Siberia is regarded as beginning just beyond the Ural Mountains, but there is a city in the southern Urals that literally stands on the site of a geological fault. On one side are the geological strata of the Trans-Ural Plain and, on the other, those of the West Siberian Plain. And between them is a river.
Although the major Russian city of Chelyabinsk (1.2 million population) is regarded as being in the Urals, it is, in fact, located on a geological fault right on the border between the Urals and Siberia. The River Miass, which passes through its center, practically divides the city in half. The left bank of the river is in the Urals, while the right bank belongs to Siberia.
The Leningradsky Bridge across the Miass in the center of town is the very place where one can get from the Urals to Siberia in five minutes. It is a road bridge, as well as a crossing for pedestrians.
Truda Street, which was called Sibirskaya Street until 1920, since it did, in fact, lead to Siberia, runs along the river (on the right-hand side).
The fact that the two banks belong to different geological structures is evident even to the naked eye.
Another border crossing point in the city is on Lenina Avenue not far from the Chelyabinsk Tractor Plant Museum. Identical ‘Siberia-Urals’ monuments, placed opposite each other, can be seen on either side of the avenue.
Designed by Urals architect Sergei Shumakov, they were erected fairly recently in 2014.

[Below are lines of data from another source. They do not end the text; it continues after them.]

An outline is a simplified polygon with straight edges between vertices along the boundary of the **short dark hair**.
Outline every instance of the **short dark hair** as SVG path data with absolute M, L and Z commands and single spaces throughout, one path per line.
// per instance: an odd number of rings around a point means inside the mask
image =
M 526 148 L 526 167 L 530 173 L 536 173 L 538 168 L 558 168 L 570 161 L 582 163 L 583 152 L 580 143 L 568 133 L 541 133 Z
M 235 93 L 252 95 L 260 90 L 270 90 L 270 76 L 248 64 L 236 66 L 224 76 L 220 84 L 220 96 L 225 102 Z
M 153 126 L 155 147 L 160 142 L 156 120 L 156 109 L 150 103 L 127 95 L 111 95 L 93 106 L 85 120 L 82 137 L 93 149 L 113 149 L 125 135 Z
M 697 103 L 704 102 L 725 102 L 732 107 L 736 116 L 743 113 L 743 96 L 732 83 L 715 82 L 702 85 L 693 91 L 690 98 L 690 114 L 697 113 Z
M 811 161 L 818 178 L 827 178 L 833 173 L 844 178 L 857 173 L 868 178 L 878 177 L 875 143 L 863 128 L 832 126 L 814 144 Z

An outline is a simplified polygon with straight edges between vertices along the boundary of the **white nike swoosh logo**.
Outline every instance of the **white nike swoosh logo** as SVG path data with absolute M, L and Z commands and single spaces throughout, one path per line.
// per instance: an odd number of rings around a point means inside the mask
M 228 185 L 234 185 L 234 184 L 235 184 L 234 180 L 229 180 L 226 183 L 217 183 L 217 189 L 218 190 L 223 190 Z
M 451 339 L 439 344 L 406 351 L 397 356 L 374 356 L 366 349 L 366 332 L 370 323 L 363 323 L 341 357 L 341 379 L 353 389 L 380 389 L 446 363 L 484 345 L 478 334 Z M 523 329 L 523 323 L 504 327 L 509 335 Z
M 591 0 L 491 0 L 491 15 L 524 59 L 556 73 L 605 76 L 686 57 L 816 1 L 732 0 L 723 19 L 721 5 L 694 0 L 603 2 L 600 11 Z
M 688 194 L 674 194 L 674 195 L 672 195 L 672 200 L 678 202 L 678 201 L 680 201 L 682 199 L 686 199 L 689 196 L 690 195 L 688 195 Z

Another marker showing the hypothetical border between the Urals and Siberia is by the bridge over the River Mezhnitsa on the Irbit-Tyumen road. In the Russian Empire, this bridge was regarded as the official boundary between the Urals (Perm Governorate) and Siberia (Tobolsk Governorate). It is 16 kilometers from there to the nearest center of habitation - the village of Melnikova (Sverdlovsk Region).